Re: [regression, bisected, pci/iommu] Bug 216865 - Black screen when amdgpu started during 6.2-rc1 boot with AMD IOMMU enabled

From: Felix Kuehling
Date: Thu Jan 05 2023 - 10:27:36 EST


Am 2023-01-05 um 09:46 schrieb Deucher, Alexander:
[AMD Official Use Only - General]

-----Original Message-----
From: Hegde, Vasant <Vasant.Hegde@xxxxxxx>
Sent: Thursday, January 5, 2023 5:46 AM
To: Baolu Lu <baolu.lu@xxxxxxxxxxxxxxx>; Matt Fagnani
<matt.fagnani@xxxxxxxx>; Thorsten Leemhuis <regressions@xxxxxxxxxxxxx>;
Deucher, Alexander <Alexander.Deucher@xxxxxxx>; Joerg Roedel
<jroedel@xxxxxxx>
Cc: iommu@xxxxxxxxxxxxxxx; LKML <linux-kernel@xxxxxxxxxxxxxxx>;
regressions@xxxxxxxxxxxxxxx; Linux PCI <linux-pci@xxxxxxxxxxxxxxx>; Bjorn
Helgaas <bhelgaas@xxxxxxxxxx>
Subject: Re: [regression, bisected, pci/iommu] Bug 216865 - Black screen
when amdgpu started during 6.2-rc1 boot with AMD IOMMU enabled

Baolu,


On 1/5/2023 4:07 PM, Baolu Lu wrote:
On 2023/1/5 18:27, Vasant Hegde wrote:
On 1/5/2023 6:39 AM, Matt Fagnani wrote:
I built 6.2-rc2 with the patch applied. The same black screen
problem happened with 6.2-rc2 with the patch. I tried to use early
kdump with 6.2-rc2 with the patch twice by panicking the kernel with
sysrq+alt+c after the black screen happened. The system rebooted
after about 10-20 seconds both times, but no kdump and dmesg files
were saved in /var/crash. I'm attaching the lspci -vvv output as
requested.
Thanks for testing. As mentioned earlier I was not expecting this
patch to fix the black screen issue. It should fix kernel warnings
and IOMMU page fault related call traces. By any chance do you have the
kernel boot logs?
@Baolu,
   Looking into lspci output, it doesn't list ACS feature for
Graphics card. So with your fix it didn't enable PASID and hence it failed to
boot.
So do you mind telling why does the PASID need to be enabled for the
graphic device? Or in another word, what does the graphic driver use
the PASID for?
Honestly I don't know the complete details of how PASID works with graphics
card. May be Alex or Joerg can explain it better.
+ Felix

The GPU driver uses the pasid for shared virtual memory between the CPU and GPU. I.e., so that the user apps can use the same virtual address space on the GPU and the CPU. It also uses pasid to take advantage of recoverable device page faults using PRS.

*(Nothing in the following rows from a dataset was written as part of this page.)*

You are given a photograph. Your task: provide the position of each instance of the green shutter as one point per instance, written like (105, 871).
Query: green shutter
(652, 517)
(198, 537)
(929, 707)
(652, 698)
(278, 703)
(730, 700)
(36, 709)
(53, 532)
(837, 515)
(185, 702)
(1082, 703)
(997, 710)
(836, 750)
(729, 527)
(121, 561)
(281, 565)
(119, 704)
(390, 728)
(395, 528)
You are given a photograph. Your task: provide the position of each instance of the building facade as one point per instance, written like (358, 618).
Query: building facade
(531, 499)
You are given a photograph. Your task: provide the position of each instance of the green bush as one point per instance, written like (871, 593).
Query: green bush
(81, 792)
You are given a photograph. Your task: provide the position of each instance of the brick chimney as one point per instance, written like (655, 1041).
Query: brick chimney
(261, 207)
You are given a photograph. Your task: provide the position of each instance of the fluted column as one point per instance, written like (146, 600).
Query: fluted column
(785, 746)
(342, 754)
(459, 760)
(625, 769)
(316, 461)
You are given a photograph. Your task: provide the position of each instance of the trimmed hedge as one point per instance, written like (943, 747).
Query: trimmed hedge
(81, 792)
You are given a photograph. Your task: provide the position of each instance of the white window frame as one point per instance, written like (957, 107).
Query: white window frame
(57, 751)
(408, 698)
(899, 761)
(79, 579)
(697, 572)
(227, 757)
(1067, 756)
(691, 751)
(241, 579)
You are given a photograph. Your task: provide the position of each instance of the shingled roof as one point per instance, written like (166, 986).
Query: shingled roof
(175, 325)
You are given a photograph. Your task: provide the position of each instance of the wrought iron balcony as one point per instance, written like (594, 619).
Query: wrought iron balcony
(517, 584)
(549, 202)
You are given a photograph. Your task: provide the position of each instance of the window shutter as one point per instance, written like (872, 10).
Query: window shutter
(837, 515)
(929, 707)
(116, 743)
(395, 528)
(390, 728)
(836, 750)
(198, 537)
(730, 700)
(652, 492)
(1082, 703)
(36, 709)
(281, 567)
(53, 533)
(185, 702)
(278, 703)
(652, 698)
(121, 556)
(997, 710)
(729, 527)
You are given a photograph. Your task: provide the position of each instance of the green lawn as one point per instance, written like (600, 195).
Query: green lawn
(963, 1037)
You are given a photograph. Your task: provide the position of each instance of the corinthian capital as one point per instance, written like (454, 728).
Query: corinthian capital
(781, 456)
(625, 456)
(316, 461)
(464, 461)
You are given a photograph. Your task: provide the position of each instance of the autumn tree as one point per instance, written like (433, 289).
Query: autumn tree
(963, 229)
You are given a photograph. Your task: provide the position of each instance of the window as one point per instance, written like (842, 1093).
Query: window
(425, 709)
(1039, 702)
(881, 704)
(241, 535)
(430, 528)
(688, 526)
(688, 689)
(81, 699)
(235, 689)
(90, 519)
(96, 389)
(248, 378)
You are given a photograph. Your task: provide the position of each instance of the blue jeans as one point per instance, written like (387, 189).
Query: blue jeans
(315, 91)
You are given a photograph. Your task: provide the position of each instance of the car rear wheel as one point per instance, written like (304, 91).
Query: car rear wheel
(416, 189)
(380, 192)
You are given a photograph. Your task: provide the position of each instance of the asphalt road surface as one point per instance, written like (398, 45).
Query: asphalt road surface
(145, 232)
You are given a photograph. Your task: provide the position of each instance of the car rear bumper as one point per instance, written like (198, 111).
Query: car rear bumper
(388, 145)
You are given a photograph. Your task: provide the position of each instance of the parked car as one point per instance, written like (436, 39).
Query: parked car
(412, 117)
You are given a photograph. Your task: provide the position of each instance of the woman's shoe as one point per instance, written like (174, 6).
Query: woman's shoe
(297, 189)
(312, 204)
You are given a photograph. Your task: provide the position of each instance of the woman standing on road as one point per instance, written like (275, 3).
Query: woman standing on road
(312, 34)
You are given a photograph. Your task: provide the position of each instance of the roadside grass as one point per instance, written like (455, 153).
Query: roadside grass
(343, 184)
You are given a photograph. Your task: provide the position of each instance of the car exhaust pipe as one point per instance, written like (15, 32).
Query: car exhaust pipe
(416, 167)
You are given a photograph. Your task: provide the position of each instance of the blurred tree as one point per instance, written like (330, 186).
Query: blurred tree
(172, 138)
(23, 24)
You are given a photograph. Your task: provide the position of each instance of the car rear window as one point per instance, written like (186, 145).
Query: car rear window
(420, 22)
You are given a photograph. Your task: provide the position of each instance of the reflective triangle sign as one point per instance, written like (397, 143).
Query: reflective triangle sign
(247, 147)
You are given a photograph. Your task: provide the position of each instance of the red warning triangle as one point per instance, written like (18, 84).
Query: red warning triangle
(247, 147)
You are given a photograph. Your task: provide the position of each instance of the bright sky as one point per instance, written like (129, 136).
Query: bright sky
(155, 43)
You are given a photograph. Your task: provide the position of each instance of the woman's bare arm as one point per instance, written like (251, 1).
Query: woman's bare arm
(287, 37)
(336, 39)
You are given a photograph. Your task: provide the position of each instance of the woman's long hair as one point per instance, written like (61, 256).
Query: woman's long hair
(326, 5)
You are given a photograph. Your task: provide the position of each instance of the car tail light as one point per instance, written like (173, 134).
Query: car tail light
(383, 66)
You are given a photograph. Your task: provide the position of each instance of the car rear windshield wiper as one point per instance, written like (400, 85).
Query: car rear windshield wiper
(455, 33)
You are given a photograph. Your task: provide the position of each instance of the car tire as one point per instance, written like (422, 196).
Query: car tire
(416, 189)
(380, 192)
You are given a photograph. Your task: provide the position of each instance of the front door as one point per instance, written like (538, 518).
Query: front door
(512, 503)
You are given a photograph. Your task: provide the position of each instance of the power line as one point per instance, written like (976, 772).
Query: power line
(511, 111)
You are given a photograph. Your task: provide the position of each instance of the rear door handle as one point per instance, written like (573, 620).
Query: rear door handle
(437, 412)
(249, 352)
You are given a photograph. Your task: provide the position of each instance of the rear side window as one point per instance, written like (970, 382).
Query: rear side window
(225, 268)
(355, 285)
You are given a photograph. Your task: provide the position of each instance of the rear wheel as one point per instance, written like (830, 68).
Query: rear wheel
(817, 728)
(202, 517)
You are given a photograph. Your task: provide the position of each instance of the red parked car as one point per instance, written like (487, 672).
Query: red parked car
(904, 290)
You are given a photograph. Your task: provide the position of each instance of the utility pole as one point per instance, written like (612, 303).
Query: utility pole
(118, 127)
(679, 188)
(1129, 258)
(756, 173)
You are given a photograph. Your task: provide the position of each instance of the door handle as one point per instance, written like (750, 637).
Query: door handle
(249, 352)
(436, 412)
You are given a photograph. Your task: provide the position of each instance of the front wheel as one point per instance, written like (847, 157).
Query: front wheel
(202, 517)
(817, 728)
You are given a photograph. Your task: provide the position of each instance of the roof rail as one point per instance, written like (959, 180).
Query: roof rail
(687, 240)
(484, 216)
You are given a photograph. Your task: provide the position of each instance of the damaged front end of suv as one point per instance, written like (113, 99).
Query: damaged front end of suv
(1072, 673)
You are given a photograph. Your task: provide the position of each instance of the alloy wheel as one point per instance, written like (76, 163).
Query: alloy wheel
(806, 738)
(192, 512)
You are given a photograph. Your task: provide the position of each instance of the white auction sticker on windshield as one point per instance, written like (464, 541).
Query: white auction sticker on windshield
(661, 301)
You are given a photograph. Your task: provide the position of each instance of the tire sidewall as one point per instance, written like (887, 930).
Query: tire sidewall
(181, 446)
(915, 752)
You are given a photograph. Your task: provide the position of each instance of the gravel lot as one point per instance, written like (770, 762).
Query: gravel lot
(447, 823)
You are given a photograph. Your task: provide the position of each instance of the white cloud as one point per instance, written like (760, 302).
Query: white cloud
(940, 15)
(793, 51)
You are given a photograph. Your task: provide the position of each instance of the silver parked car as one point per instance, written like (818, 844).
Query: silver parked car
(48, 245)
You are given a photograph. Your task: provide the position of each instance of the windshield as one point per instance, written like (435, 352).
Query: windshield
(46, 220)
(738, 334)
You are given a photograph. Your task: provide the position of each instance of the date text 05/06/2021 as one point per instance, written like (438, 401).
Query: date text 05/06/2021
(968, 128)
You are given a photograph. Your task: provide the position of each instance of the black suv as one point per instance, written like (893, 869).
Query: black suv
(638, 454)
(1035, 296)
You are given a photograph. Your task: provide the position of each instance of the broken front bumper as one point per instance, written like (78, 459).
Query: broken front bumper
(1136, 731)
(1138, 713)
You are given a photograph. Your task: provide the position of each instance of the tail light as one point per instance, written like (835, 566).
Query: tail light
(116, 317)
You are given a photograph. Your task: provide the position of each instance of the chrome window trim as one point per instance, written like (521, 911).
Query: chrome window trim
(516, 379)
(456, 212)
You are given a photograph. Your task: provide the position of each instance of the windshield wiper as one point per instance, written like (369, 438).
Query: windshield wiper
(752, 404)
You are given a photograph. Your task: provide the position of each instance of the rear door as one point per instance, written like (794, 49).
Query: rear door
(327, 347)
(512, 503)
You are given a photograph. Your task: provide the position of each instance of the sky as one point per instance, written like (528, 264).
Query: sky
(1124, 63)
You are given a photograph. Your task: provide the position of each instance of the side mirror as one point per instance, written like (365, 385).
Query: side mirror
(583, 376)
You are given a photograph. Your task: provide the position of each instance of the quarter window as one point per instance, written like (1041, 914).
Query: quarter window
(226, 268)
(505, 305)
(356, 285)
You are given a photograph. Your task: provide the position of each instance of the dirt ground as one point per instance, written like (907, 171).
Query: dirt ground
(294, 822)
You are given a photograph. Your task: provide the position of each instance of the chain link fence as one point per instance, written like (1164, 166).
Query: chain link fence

Agreed. This applies to GPU computing on some older AMD APUs that take advantage of memory coherence and IOMMUv2 address translation to create a shared virtual address space between the CPU and GPU. In this case it seems to be a Carrizo APU. It is also true for Raven APUs.

Regards,
  Felix



Alex